Dans l'attente de la réunion, la devise nationale s'est raffermie mardi, s'échangeant en fin de journée à 2,2658 LT pour un dollar et à 3,0947 LT pour un euro, nettement au-dessus des planchers historiques de 2,39 LT et 3,27 LT atteints lundi en fin de matinée.

Depuis la mi-2013, la livre a perdu plus de 30% depuis la mi-2013.

Affectée comme les monnaies des autres pays émergents par le resserrement de la politique monétaire de la Réserve fédérale américaine (Fed), elle subit de plein fouet depuis plus d'un mois les effets de la crise politique causée par le scandale de corruption qui éclabousse le régime islamo-conservateur, au pouvoir depuis 2002.

Depuis des semaines, la banque centrale a tenté vainement de soutenir la livre en injectant des liquidités par voie d'adjudication.

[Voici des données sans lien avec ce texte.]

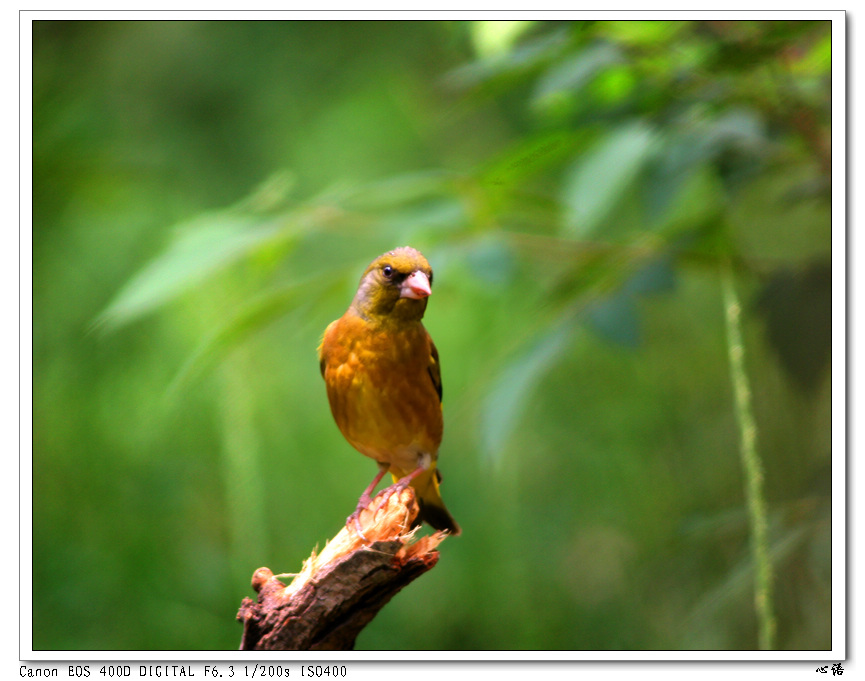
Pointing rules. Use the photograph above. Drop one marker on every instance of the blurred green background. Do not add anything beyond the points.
(205, 197)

Elle est même intervenue jeudi directement sur les marchés, pour la première fois depuis deux ans, sans plus de résultat.

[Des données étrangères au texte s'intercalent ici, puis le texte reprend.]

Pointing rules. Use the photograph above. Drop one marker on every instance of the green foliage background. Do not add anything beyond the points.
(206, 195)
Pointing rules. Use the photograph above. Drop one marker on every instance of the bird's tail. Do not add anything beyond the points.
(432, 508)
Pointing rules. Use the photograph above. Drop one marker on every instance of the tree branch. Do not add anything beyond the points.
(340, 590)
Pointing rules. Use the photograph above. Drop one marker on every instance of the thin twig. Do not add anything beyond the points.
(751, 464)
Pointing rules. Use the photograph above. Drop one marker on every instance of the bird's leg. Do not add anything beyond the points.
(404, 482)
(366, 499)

Malgré le consensus des analystes en faveur d'une hausse des taux, la banque a jusque-là refusé d'y recourir, sous les pressions du gouvernement qui redoute d'affecter la croissance du pays et de creuser un peu plus ses déficits publics (plus de 7%).

Depuis des semaines, tous les ministres multiplient les signes rassurants sur l'économie, évoquant une crise "passagère". "L'économie turque est robuste et continuer à se développer de façon durable", a lui-même assuré mardi le Premier ministre Recep Tayyip Erdogan lors de sa harangue hebdomadaire devant les députés de son parti.

Mardi matin, le quotidien pro-gouvernemental Yeni Safak a lui aussi déconseillé le recours à l'arme des taux. "Soyez forts, ne les augmentez pas", a-t-il intimé.

"La banque centrale est indépendante et peut rendre des comptes", lui a répondu le gouverneur de la banque centrale mardi.

Nouveau signe de l'urgence de la situation, M. Basci a annoncé mardi une révision à la hausse de sa prévision d'inflation pour l'année 2014, de 5,3% à 6,6%, se rapprochant ainsi des estimations de la plupart des analystes.

"L'inflation en Turquie est à un niveau élevé (6,2% en 2012 et 7,4% en 2013) et, avec les hausses d'impôts et la faiblesse de la livre, elle va probablement rester forte cette année", a confirmé William Jackson, de Capital Economics.

Si le gouvernement turc persiste pour l'instant à maintenir à 4% sa prévision de croissance pour 2014, la plupart des analystes l'ont déjà revue à la baisse et anticipent un ralentissement de l'activité. Les plus pessimistes agitent même le spectre de la grave crise financière de 2000-2001, qui avait nécessité une intervention urgente du FMI.

Comme le souligne Kathleen Brooks, de Forex.com, la Turquie cumule deux facteurs d'incertitudes: "des fondamentaux économiques instables, notamment de forts déficits" et un "risque politique important".